Platelet Growth Factor Decreased Bleeding In Patients With The Autoimmune Bleeding Disorder

Published in the New England Journal of Medicine and representing the largest ever clinical trial of its kind for ITP patients, the Phase 2 study found that eltrombopag doses of 50 and 75 mg daily elevated platelet counts to a safe level (= 50,000 per cubic millimeter) in more than 75 percent of chronic ITP patients within two weeks -- compared to 11 percent of patients receiving placebo. As long as the therapy was administered, platelet counts continued to rise or remain increased, and bleeding symptoms decreased. Incidence and severity of adverse effects was similar in the placebo and eltrombopag treated groups.

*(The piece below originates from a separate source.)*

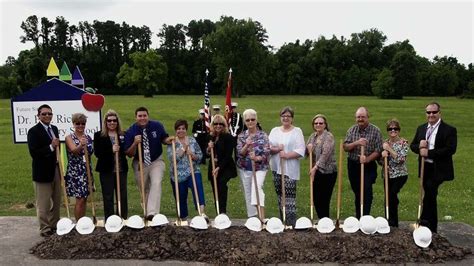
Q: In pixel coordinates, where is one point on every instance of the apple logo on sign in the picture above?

"These findings represent an important step in the development of a new treatment option for those living with chronic ITP. The fact that eltrombopag elevated platelet counts in this study within one week could be very useful to chronic ITP patients in need of short-term treatment," says the study's principal investigator, Dr. James Bussel, director of the platelet research and treatment program at the Phyllis and David Komansky Center for Children's Health at NewYork-Presbyterian Hospital/Weill Cornell Medical Center and professor of pediatrics in obstetrics and gynecology and in medicine at Weill Cornell Medical College.

The study represents the second major clinical study of a platelet growth factor for ITP. In October 2006, Dr. Bussel was the lead author of publication reporting the results of a Phase I, II study of AMG 531, also in the New England Journal of Medicine.

Current and future studies will evaluate the safety and efficacy of eltrombopag as a long-term treatment for ITP, and its efficacy and safety in populations like the four million Americans with hepatitis C or patients receiving myelosuppressive chemotherapy.

Co-authors included Weill Cornell's Dr. Bethan Psaila, and physician-scientists from Prince of Wales Hospital in Hong Kong; George Cancer Specialists in Tucker, Ga.; Hematology Research Center in Moscow, Russian Federation; Hôpital La Rabta in Tuhis, Tunisia; Akademia Medyczna in Bialystok, Poland; GlaxoSmithKline in Collegeville, Pa. and Greenford, U.K.; and Barts & The London School of Medicine, London.

The study was financially supported by GlaxoSmithKline. Dr. Bussel is an Advisory Board Member for GlaxoSmithKline and has received research grant support, lecture fees, and consulting fees from GlaxoSmithKline and reports equity ownership in GlaxoSmithKline.

Immune thrombocytopenic purpura

Immune thrombocytopenic purpura (ITP) is an autoimmune disease in which anti-platelet antibodies accelerate destruction of platelets. ITP patients commonly have platelet counts of less than 30,000 per cubic millimeter, compared to normal platelet counts of between 150,000 and 440,000. ITP affects women of child bearing age at 2-to-3 times the rate of men.